On 2019-09-17 01:13, Tom Lane wrote:
> Whilst poking at the leakproofness-of-texteq issue, I realized
> that there's an independent problem caused by the nondeterminism
> patch. To wit, that the text_pattern_ops btree opclass uses
> texteq as its equality operator, even though that operator is
> no longer guaranteed to be bitwise equality. That means that
> depending on which collation happens to get attached to the
> operator, equality might be inconsistent with the other members
> of the opclass, leading to who-knows-what bad results.

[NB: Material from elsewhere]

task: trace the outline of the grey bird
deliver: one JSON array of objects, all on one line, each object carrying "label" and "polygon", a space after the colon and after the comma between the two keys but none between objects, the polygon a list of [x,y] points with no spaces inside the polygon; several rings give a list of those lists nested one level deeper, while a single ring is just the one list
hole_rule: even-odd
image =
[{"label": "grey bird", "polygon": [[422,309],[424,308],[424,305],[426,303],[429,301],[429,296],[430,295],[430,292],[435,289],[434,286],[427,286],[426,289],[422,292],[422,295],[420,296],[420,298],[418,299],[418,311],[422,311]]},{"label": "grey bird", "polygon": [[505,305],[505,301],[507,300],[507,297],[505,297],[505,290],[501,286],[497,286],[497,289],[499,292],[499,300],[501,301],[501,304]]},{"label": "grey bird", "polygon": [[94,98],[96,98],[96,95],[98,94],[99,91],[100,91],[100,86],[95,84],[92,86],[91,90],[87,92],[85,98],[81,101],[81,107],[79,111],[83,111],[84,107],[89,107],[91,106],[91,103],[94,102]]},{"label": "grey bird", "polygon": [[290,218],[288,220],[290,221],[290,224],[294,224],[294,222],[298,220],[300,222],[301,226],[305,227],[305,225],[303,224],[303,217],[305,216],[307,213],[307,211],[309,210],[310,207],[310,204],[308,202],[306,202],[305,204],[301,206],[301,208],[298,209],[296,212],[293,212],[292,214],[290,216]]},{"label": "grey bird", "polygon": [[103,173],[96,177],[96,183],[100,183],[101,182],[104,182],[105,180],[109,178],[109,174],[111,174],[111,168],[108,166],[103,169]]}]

You can't create a text_pattern_ops index on a column with
nondeterministic collation:
create collation c1 (provider = icu, locale = 'und', deterministic = false);
create table t1 (a int, b text collate c1);
create index on t1 (b text_pattern_ops);
ERROR: nondeterministic collations are not supported for operator class
"text_pattern_ops"
There is some discussion in internal_text_pattern_compare().
Are there other cases we need to consider?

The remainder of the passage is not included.